Ben was stone-cold quiet, his eyes frozen in space, his shoulders crouched over with his elbows on his knees, his chin buried in his hands. He sat alone.
In the school guidance counselor’s office, I met Ben for the first time.
“Are you Ben?” I asked as I entered the room, nodding to the sheriff’s deputy who stood in the hallway.
He nodded, solemnly.
I knew what he had been told.
His life felt like an avalanche, and there was nothing he could do to stop it. And that was likely an understatement.
“Well, Ben,” I said, “how are you?”
“I don’t really know,” he said.
“Well, I’m not going to say I know how you feel because I don’t. But I will say that I lost a parent I loved at your age, and I know how that feels.”
He was quiet.
“I need your help, Ben. I have a problem that I’m dealing with and I believe you’re the only one who can help me.”
He looked up.
“You’re old enough to understand this. So I’m going to say that I can tell your mother was a very kind, caring woman. Did she have any close friends?”
He thought for a minute.
“The reason I ask is because it is my job today to find out where you should go, where you should live. I’m the kind of person who does not like putting children into foster homes, having you live with strangers that you don’t even know who they are, so I am searching for someone who may be willing and able to care for you.”
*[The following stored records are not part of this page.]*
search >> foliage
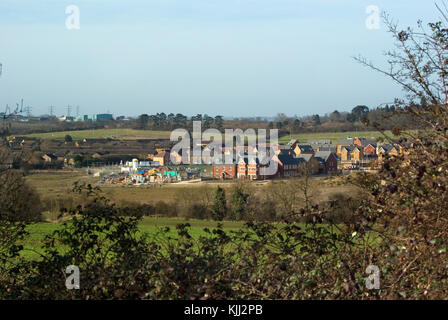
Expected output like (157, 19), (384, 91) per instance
(211, 186), (227, 221)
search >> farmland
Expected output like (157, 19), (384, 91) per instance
(23, 217), (244, 259)
(21, 129), (391, 143)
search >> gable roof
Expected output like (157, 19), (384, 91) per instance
(338, 139), (353, 146)
(315, 151), (332, 162)
(286, 139), (298, 148)
(297, 153), (314, 162)
(298, 144), (314, 153)
(341, 144), (361, 153)
(277, 153), (306, 165)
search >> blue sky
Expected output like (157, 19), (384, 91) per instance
(0, 0), (439, 116)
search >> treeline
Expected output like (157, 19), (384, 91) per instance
(10, 105), (410, 135)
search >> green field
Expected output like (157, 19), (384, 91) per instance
(23, 217), (244, 259)
(279, 131), (393, 144)
(22, 129), (400, 144)
(26, 129), (170, 140)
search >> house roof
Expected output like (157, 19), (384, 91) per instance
(379, 143), (395, 152)
(315, 151), (332, 162)
(308, 139), (331, 145)
(298, 144), (314, 153)
(277, 154), (306, 165)
(297, 154), (314, 162)
(43, 153), (58, 159)
(358, 138), (377, 147)
(318, 144), (336, 153)
(286, 139), (298, 148)
(338, 139), (353, 146)
(342, 144), (361, 152)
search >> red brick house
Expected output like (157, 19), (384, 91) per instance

“Well. *Ms. Linda down the road was real good friends with my mama. They’ve known each other awhile,” he said.
“Good,” I said, “Do you know her address?”
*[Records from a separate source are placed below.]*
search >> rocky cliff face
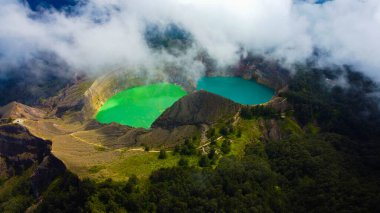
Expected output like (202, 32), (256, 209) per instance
(234, 55), (290, 90)
(152, 91), (240, 128)
(0, 124), (66, 196)
(82, 71), (144, 119)
(42, 79), (92, 117)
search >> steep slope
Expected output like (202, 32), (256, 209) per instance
(0, 102), (46, 120)
(0, 124), (66, 197)
(152, 91), (240, 128)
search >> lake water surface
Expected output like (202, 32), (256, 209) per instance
(96, 83), (186, 128)
(197, 77), (274, 105)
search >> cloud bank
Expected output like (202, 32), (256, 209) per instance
(0, 0), (380, 81)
(It was a shot in the dark, as a judge would have to approve anyone that took Ben into their home.)
“No. I don’t. But I can tell you what the mobile home looks like and describe it for you,” Ben said.
A few minutes later, I found Ms. Linda’s home on an old dirt road. I knocked on the old trailer door and was greeted by a sweet voice who was saddened by the news. Ms. Linda said she had known Ben and his mother for several years.
Walking inside the old mobile home, the floors were bare wood, the doorways were separated by curtains and the living room had an old couch and aged furniture. The refrigerator had food and there was room for Ben to sleep. Ms. Linda had no criminal history record.
“Are you sure you’re willing to take on another teenage boy?” I asked her as she already had two of her own sons in the home.
“Where else would Ben go?” she asked.
“A foster home,” I said.
She nodded her head, “No that’s not okay with me. He can live here for as long as he needs to, we will figure the rest of it out.”
The next day, the judge approved Ms. Linda as the legal guardian of Ben.
That day, I learned that it takes a special human being to be willing to help heal the wound of another mother’s child, to invite him in as if he were her own son and to be able to provide a safe place for him.
More often than not, you won’t find these selfless people in the media. You won’t find them on social media. You’ll find them tucked in the corners of the world, where love grows… unconditionally.